ACKNOWLEDGEMENTS: 1) Thanks to Susan from Coogee in Sydney who took the marvelous shots on Mt Chacaltaya Bolivia and climbed the tallest mountain in South America, Argentina and outside of the Himalayas, Mt Aconagua Elev 6,962m. 2) Thanks to Phil and his team for guiding us down the world's most dangerous road without a single stack! Great guides and great bikes since 1998, "Gravity Assisted Mountain Biking" is the best way to go at http://www.gravitiybolivia.com/
PERU FACTS: 1) Fifth largest country of 12 in South America covering 1,098,580sq km (size of France and Spain combined). 2) Has the most peaks over 6,000m making it the highest overall country. Characterised by the "Altiplano" a high wide treeless valley-like plain with volcanic mountains on either side. 3) Pop of 9.8m, 95% Catholic, 60% indigenous Quechua or Aymara with infant mortality of 45 per 1000 (both the highest in South America). 4) Ironically the poorest and cheapest country in South America but is the richest in mineral deposits (mostly Lithium and Silver, then Gas, then Oil). Bolivia does not have the money or expertise to exploit minerals.

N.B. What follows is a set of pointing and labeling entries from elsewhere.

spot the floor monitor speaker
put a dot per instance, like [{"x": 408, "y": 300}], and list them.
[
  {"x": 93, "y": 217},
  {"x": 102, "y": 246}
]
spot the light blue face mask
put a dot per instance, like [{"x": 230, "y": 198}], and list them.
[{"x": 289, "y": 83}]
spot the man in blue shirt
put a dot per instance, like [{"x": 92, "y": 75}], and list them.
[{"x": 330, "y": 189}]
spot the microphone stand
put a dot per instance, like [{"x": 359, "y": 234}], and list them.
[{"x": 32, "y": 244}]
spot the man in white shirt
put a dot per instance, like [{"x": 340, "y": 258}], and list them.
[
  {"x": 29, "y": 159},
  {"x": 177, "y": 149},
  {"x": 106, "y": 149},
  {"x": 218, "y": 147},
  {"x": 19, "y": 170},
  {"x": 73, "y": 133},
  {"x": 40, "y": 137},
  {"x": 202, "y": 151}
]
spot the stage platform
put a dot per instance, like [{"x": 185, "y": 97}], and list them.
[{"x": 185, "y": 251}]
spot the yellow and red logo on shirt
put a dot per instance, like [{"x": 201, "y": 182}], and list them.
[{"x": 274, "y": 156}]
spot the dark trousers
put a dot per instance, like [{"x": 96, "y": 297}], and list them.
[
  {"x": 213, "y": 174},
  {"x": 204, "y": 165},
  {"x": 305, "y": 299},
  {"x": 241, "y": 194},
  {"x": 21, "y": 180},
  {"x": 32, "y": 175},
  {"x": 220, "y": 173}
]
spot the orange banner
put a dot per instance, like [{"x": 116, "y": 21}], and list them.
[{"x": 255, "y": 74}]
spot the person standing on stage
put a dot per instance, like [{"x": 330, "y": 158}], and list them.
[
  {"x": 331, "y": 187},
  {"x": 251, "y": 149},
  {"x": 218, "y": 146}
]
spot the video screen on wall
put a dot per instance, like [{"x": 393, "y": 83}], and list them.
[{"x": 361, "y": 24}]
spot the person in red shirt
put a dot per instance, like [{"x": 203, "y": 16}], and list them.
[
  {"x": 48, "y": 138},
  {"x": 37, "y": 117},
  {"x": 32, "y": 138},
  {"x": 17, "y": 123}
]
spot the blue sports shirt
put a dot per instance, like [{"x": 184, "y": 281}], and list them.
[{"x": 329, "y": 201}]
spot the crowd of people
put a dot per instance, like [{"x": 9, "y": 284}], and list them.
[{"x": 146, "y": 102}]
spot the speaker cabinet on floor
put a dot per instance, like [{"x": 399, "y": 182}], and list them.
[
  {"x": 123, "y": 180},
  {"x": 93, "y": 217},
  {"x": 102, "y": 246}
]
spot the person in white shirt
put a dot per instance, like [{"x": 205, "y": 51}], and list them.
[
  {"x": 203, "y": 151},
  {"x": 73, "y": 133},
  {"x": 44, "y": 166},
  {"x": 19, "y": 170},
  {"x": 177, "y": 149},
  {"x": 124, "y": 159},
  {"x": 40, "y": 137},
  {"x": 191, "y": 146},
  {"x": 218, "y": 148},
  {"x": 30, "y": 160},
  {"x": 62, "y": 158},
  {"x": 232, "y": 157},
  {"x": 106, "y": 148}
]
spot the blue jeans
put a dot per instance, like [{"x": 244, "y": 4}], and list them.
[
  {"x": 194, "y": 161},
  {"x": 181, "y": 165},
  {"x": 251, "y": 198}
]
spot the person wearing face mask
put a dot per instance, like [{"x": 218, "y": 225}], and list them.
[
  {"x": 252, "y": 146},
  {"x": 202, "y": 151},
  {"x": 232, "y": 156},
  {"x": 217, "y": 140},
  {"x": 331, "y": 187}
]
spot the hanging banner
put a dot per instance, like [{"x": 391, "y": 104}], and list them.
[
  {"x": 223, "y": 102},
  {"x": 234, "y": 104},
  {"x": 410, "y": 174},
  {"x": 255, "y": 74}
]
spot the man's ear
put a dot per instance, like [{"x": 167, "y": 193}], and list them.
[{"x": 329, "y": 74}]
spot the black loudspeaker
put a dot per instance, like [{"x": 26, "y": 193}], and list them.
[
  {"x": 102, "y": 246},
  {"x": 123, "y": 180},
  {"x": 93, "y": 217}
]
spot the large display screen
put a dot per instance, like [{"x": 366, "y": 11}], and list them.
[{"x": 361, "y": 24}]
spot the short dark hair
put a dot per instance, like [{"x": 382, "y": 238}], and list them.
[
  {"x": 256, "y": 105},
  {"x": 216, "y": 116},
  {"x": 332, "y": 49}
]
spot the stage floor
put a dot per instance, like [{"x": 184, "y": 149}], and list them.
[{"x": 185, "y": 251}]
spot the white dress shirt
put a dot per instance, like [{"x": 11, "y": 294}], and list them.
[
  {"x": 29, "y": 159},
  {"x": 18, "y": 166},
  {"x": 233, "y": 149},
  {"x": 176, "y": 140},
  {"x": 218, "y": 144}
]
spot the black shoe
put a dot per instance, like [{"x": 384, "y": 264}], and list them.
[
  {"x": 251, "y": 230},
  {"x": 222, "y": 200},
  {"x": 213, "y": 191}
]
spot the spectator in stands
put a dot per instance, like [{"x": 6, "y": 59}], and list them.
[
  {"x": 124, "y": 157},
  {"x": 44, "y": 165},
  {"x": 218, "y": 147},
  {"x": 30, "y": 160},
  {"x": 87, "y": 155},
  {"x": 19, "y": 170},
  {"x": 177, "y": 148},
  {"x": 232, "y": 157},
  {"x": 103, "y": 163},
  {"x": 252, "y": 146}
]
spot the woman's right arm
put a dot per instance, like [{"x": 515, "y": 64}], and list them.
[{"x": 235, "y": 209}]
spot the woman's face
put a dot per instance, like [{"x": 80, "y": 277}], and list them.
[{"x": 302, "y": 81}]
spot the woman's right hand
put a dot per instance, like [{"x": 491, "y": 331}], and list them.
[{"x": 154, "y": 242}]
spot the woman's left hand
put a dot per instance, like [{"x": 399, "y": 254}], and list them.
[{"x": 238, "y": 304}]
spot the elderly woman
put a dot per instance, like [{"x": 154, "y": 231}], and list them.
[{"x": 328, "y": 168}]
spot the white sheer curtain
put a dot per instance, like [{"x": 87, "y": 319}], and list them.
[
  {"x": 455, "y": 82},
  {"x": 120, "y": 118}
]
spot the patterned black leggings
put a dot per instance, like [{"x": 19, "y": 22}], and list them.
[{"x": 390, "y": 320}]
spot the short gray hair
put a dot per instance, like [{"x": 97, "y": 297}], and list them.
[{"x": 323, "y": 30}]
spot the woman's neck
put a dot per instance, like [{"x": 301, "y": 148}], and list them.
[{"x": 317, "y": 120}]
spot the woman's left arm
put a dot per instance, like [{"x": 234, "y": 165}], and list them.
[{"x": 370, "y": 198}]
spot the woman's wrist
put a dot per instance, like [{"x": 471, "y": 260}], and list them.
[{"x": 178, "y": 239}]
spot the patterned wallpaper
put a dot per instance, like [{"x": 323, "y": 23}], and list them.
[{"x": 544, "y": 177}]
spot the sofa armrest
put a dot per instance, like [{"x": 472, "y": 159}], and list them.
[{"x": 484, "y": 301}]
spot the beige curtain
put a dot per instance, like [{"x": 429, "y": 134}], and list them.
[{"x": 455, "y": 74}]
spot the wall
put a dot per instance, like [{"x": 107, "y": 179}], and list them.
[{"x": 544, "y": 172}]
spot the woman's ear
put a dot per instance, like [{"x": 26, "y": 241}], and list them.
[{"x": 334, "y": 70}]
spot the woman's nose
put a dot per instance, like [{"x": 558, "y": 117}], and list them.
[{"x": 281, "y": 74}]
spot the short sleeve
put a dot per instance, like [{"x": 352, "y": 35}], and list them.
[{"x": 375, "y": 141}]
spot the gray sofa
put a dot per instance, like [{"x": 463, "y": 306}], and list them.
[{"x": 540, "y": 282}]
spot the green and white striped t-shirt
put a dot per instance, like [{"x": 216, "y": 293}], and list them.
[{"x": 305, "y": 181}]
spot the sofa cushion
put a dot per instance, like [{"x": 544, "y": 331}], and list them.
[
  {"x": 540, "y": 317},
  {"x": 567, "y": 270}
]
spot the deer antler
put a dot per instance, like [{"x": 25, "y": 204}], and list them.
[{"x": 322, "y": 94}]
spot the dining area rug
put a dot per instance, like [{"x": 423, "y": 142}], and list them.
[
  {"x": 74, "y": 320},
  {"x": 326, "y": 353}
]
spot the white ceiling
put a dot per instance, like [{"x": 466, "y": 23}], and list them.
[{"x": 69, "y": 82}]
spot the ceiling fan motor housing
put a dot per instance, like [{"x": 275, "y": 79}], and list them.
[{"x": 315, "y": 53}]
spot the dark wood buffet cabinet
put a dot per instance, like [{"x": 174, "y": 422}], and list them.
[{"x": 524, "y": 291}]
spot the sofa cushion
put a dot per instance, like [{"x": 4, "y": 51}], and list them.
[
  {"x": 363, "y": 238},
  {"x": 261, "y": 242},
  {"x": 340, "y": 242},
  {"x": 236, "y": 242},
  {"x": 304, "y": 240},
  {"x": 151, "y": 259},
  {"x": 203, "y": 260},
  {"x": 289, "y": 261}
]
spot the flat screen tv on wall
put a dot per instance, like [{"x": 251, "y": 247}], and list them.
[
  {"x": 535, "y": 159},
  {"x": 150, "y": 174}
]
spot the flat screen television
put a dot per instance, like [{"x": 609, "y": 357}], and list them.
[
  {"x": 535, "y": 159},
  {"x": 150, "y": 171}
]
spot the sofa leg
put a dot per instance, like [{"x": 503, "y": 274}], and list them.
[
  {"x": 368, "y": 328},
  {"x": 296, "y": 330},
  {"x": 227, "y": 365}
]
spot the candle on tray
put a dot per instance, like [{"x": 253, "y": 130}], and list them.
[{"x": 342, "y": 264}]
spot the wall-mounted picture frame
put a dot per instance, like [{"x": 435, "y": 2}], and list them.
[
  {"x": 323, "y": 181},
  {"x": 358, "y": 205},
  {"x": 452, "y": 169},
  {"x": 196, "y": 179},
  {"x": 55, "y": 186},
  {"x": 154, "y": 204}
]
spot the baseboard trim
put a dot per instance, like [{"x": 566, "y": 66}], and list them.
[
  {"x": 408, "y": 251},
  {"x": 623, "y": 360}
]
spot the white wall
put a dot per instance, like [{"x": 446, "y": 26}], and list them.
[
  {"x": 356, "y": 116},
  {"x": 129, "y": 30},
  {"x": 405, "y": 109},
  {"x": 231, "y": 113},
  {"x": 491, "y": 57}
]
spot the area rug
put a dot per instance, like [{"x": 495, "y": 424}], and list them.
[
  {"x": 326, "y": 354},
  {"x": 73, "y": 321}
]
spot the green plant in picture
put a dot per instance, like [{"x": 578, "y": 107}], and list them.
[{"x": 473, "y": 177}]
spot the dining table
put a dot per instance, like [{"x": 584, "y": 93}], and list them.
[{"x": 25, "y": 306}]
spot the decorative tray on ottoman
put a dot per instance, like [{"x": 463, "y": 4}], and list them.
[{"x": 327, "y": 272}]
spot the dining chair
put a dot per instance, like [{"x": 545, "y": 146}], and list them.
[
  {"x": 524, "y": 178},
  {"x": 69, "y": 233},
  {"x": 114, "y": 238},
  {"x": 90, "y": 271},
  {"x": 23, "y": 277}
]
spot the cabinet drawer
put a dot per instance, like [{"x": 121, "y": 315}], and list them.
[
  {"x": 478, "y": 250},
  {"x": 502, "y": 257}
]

Every time they try they are ripped-off, mainly by Chile. 5) First signs of humans in 1,500BC, then Aymara peoples from AD500 to AD900, then Tiwanaku peoples from AD900 to 9th Century, then Inca invasions to 15th Century, then Spanish from 1532, then independence on 6AUG1825 after 15yrs of bloodshed under General Antonio Jose De Sucre and Simon Bolivar. 6) Since indpenedence Bolivia lost 350km of Pacific coastline to Chile in the "War of the Pacific (1879-83), lost a huge chunk of rubber-rich Amazon land to Brazil and lost inland forest land and 80,000 lives to Paraguay in the "Chaco War (1932-1935)". 7) There have been 200 changes of Government between 1825 and 2010 including countless military coups during the 1980's. 8) World's biggest producer of Coca leaves and by-products but at one stage USA tried to shut it down since one by-product is cocaine. Bolivia battled this out and won! Current President Evo Morales has done much to preserve this industry and put it in the control of the indigenous peoples.9) Some prices: 625ml local Pilsener beer ranges from $1-2AUD, bread is $0.50AUD, restaurant main is $2-4AUD, sandwich is $1-2AUD.
COCA FACTS: 1) Bolivians, Peruvians, Equadorians (mainly farmers living above 2,700m) all chew the Coca Leaf to prevent altitude sickness, give them extra strength for work, reduce hunger, reduce pain and provide high source of protein and fibre similar to legumes and grains. 2) First chewed in 2,500-1,800BC since found with mummies. 3) Incas used it as anesthetic to remove brain tumors. 4) Huge source of cocaine, first extracted in 1885. Does not affect you when yoou chew leaves. 5) First used in Coca Cola in 1886. Still used now bbut with cocaine alkaline removed. 6) Catholic Church band it in 15th Century as a drug. 7) Henry Kissinger band it from import to the USA in 1971 but Bolivia fought to re-introduce in 1983 with cocaine alkaline removed. 8) Has twice the fibre of legumes.
STOP PRESS: Correction: the last post "Lake in the Clouds" covered "11-14 February 2011, Days 64-66 of 127", instead of 11-16 February as posted.